ServiceMethod loadServiceMethod(Method method) {
ServiceMethod result = serviceMethodCache.get(method);
if (result != null) return result;
synchronized (serviceMethodCache) {
result = serviceMethodCache.get(method);
if (result == null) {
result = new ServiceMethod.Builder<>(this, method).build();
serviceMethodCache.put(method, result);
}
}
return result;
}
我们可以先偷看看这个ServiceMethod类
private final HttpUrl baseUrl;
private final Converter responseConverter;
private final String httpMethod;
private final String relativeUrl;
private final Headers headers;
private final MediaType contentType;
private final boolean hasBody;
private final boolean isFormEncoded;
private final boolean isMultipart;
private final ParameterHandler[] parameterHandlers;
ServiceMethod(Builder builder) {
this.callFactory = builder.retrofit.callFactory();
this.callAdapter = builder.callAdapter;
this.baseUrl = builder.retrofit.baseUrl();
this.responseConverter = builder.responseConverter;
this.httpMethod = builder.httpMethod;
this.relativeUrl = builder.relativeUrl;
this.headers = builder.headers;
this.contentType = builder.contentType;
this.hasBody = builder.hasBody;
this.isFormEncoded = builder.isFormEncoded;
this.isMultipart = builder.isMultipart;
this.parameterHandlers = builder.parameterHandlers;
}
Request toRequest(@Nullable Object... args) throws IOException {
``````
}
/** Builds a method return value from an HTTP response body. */
R toResponse(ResponseBody body) throws IOException {
return responseConverter.convert(body);
}
看到这里,你会不会有种恍然大悟的感觉,httpMethod,relativeUrl,headers…这些参数是不是似曾相识,再看看方法名toRequest,构造一个request请求,toResponse,构造一个reponse响应,所以ServiceMethod类才是retrofit中的重中之重,所有的操作都是通过这个类完成的。

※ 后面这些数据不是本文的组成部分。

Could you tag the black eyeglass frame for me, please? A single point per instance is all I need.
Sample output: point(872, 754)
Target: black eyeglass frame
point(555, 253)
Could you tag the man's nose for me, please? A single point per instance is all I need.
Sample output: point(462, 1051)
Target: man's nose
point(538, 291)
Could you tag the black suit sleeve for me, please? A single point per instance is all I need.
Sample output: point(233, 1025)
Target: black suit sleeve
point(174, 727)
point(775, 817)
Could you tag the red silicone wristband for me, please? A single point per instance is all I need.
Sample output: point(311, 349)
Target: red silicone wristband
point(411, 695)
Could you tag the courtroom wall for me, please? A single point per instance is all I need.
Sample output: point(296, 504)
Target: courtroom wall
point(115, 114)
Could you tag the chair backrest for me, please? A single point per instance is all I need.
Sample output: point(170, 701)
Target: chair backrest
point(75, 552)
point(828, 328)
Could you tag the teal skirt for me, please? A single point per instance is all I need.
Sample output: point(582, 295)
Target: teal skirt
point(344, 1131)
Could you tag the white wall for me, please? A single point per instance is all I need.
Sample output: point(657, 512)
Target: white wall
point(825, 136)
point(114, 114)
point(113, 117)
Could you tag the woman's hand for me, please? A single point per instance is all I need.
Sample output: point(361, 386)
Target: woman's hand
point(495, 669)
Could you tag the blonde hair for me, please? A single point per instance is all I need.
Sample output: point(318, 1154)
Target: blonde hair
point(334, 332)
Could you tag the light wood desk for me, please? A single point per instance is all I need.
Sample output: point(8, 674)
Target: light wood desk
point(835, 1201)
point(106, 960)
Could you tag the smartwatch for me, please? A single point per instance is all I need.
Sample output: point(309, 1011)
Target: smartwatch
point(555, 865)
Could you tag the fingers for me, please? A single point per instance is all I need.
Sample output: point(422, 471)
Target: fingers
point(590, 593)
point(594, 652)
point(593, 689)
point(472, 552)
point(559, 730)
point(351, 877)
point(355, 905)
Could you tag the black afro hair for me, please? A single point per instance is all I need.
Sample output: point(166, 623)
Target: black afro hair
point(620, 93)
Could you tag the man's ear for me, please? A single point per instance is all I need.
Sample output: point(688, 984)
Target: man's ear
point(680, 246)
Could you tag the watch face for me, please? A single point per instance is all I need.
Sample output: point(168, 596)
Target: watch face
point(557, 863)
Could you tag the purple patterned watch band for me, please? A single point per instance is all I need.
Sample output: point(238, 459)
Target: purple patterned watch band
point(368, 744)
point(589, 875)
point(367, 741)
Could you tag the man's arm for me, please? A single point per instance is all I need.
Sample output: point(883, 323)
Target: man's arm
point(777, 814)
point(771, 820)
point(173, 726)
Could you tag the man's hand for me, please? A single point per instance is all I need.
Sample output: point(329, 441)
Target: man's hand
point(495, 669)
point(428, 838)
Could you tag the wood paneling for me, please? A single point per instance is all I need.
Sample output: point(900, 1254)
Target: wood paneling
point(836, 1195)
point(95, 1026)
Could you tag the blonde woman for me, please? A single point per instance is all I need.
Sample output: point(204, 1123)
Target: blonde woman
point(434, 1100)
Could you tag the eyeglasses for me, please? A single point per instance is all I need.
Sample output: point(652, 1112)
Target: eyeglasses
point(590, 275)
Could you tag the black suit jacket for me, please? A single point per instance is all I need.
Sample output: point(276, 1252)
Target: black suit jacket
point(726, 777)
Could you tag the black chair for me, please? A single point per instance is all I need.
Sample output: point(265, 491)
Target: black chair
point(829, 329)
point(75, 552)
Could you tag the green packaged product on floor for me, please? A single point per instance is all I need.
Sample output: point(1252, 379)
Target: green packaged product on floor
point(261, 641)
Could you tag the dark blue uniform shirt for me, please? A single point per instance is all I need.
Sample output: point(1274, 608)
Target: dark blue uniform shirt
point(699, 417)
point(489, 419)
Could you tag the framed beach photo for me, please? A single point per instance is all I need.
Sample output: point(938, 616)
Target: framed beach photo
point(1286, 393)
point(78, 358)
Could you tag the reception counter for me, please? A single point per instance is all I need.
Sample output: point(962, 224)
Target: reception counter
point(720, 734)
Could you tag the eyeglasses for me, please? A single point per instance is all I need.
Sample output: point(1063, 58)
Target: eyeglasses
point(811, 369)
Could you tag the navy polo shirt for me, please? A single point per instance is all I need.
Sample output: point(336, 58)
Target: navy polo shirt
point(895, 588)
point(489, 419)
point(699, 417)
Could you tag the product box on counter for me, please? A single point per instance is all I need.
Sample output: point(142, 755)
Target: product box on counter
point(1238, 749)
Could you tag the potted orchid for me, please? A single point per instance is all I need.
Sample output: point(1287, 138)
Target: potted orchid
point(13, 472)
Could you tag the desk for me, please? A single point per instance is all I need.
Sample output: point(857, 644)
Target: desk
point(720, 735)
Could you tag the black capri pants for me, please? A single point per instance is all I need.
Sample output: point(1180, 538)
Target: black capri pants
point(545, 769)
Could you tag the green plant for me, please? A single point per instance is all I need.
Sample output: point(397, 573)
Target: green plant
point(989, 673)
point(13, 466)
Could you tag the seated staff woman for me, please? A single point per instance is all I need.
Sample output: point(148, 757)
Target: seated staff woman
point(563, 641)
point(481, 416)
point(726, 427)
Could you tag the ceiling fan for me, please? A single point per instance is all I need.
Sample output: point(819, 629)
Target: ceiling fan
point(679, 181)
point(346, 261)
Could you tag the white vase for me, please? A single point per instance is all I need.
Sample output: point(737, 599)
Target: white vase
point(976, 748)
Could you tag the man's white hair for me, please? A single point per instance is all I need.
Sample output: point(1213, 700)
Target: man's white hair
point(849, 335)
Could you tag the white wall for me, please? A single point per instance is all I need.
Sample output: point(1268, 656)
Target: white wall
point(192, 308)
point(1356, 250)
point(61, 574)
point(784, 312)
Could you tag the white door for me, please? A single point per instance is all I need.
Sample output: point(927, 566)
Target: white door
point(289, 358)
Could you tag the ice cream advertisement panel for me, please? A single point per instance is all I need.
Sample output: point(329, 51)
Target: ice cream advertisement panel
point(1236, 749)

再来看下一行通过serviceMethod,args构造了一个OkHttpCall对象,熟悉动态代理的同学应该知道,这里的args就是接口GitHubService里具体方法的参数数组。同样我们也看下OkHttpCall类,会发现里面有两个很重要的方法,一个是enqueue方法,一个是execute方法,到这里先不看具体实现,回到主线来。
OkHttpCall(ServiceMethod serviceMethod, @Nullable Object[] args) {
this.serviceMethod = serviceMethod;
this.args = args;
}
@Override
public void enqueue(final Callback callback) {
............
}
@Override public Response execute() throws IOException {
............
}
继续往下走,这里贴下代码。
return serviceMethod.callAdapter.adapt(okHttpCall);
其中callAdapter对象是在createCallAdapter()方法里返回的,如下
private CallAdapter createCallAdapter() {
//1.获取该方法的返回类型
Type returnType = method.getGenericReturnType();
//2.校验该返回类型是否可处理
if (Utils.hasUnresolvableType(returnType)) {
throw methodError(
"Method return type must not include a type variable or wildcard: %s", returnType);
}
//3.判断是void类型
if (returnType == void.class) {
throw methodError("Service methods cannot return void.");
}
Annotation[] annotations = method.getAnnotations();
try {
//noinspection unchecked
return (CallAdapter) retrofit.callAdapter(returnType, annotations);
} catch (RuntimeException e) { // Wide exception range because factories are user code.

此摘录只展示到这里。